Письма к сыну
Шрифт:
А время неумолимо. И вот уж многих тех женщин-солдаток, наших утятских вдов, тоже уже нет на земле. Но почему нет, почему? Я все равно вижу их всех как живых. И это правильно, справедливо, потому что живет, сын, продолжается наша с тобой родина — наша родная Утятка.
Да, здесь моя родина, все мои корни и продолжения. Здесь родились мои первые большие мечты и признания… Да, и признания. Я ведь намекал тебе в самом начале, что на моих страничках будет много объяснений в любви и признаний. И моя главная любовь — моя родная Утятка. Она и снится все время, сторожит меня и преследует… Вот и сейчас, только-только прервался, отдохнул от письма — а она опять рядом, моя Утятка. Да, Федор, поверь мне. Только закрыл глаза — и сразу вышел на нашу Береговую улицу. А здесь уже — вечер и сумрачно, а в небе, над самым бором, зажглась первая голубоватая звездочка, и свет от нее томящий и как будто живой… Вот уж и в домах огни появились, и далеко, у самой поскотины, лает собака, но лай какой-то ленивый, подавленный.
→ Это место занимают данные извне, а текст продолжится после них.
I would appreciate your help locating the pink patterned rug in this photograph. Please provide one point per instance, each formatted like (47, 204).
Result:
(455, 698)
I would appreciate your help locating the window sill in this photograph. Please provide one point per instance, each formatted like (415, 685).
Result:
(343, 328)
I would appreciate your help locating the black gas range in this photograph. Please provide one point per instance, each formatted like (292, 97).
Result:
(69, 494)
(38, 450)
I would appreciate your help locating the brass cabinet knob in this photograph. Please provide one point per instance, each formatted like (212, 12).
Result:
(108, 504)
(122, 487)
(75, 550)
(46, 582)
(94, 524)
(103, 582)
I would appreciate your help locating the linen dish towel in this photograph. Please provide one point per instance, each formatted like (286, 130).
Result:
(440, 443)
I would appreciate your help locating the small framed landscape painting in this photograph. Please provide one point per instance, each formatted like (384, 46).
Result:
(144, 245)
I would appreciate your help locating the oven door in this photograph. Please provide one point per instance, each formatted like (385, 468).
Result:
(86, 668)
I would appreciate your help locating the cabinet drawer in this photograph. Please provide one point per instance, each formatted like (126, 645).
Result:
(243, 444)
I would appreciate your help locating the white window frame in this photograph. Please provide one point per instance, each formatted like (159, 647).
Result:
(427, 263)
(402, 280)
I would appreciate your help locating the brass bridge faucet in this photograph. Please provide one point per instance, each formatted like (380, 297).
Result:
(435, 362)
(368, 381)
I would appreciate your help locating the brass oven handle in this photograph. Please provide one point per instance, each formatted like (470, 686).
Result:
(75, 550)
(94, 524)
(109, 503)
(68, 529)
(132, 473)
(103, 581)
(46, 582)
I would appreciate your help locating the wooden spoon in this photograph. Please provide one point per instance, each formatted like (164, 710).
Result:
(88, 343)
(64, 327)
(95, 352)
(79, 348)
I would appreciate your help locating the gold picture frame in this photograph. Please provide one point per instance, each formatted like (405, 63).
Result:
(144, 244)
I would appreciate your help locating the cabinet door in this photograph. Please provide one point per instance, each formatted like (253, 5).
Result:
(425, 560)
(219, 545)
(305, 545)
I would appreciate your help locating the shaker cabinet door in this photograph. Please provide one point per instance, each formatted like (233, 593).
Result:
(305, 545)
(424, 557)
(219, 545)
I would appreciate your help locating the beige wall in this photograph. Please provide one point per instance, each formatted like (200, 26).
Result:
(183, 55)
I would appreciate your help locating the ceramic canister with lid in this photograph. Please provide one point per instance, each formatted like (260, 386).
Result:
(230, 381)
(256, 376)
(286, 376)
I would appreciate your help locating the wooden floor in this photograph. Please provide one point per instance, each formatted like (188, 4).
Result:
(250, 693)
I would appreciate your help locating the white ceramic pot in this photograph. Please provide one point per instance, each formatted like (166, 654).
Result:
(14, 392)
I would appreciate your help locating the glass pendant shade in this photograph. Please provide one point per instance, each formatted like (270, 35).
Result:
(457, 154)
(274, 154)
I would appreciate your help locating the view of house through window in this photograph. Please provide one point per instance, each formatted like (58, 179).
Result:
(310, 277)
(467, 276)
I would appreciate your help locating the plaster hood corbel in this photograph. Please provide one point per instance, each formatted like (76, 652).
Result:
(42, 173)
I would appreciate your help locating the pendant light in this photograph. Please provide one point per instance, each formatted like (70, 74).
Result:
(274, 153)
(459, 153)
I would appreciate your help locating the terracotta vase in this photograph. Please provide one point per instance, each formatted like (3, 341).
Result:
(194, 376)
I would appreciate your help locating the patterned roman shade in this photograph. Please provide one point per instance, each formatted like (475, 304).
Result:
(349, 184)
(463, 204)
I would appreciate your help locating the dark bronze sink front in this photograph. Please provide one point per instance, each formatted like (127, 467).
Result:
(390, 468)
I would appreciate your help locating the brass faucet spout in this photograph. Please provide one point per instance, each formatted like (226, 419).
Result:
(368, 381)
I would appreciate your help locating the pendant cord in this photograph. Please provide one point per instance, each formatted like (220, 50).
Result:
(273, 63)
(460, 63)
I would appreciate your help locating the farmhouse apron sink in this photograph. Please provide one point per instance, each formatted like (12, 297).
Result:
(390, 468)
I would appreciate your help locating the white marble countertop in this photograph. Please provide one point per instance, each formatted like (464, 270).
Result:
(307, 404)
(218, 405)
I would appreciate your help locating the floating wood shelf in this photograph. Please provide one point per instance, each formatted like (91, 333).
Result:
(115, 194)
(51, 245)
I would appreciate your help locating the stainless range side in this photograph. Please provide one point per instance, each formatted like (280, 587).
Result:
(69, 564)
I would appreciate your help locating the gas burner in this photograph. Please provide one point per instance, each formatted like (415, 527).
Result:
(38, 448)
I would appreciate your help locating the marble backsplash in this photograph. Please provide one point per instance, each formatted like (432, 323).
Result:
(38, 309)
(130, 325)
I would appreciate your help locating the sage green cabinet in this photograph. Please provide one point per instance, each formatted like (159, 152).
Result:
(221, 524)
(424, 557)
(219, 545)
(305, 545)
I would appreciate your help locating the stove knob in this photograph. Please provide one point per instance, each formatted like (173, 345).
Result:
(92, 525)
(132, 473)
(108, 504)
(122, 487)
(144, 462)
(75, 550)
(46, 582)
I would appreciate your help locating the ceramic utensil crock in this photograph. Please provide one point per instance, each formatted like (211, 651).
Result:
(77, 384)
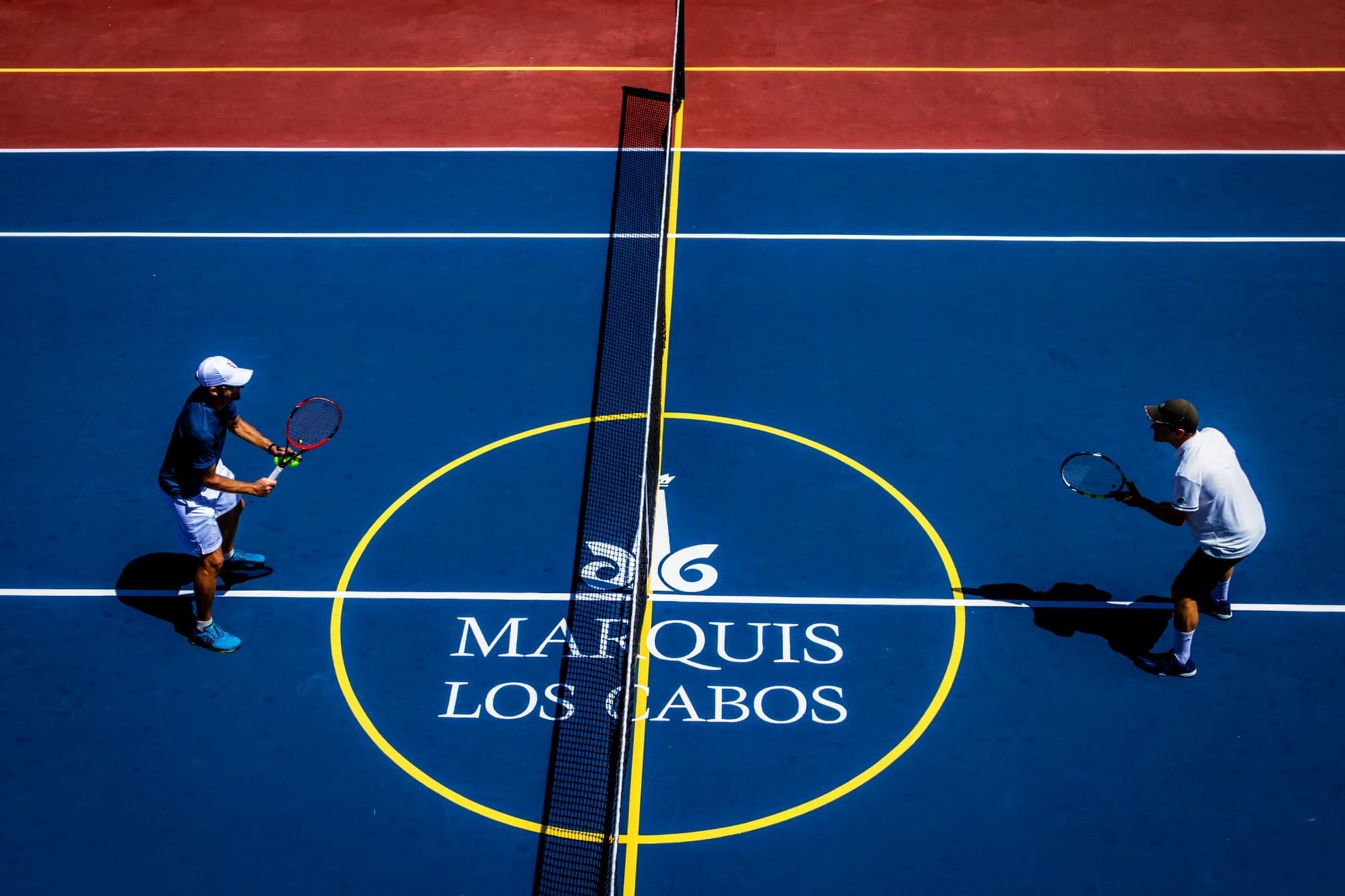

И такая же лень, благодать в самом воздухе, и дыши им, и режь на кусочки — и я дышу этой тишиной, благодатью. Потом сворачиваю на нашу главную улицу. А в голове
— Что-то редко в наших краях?
— Все некогда. Да и болел нынче… — начинаю зачем-то оправдываться, но она опять улыбается, смотрит прямо в глаза.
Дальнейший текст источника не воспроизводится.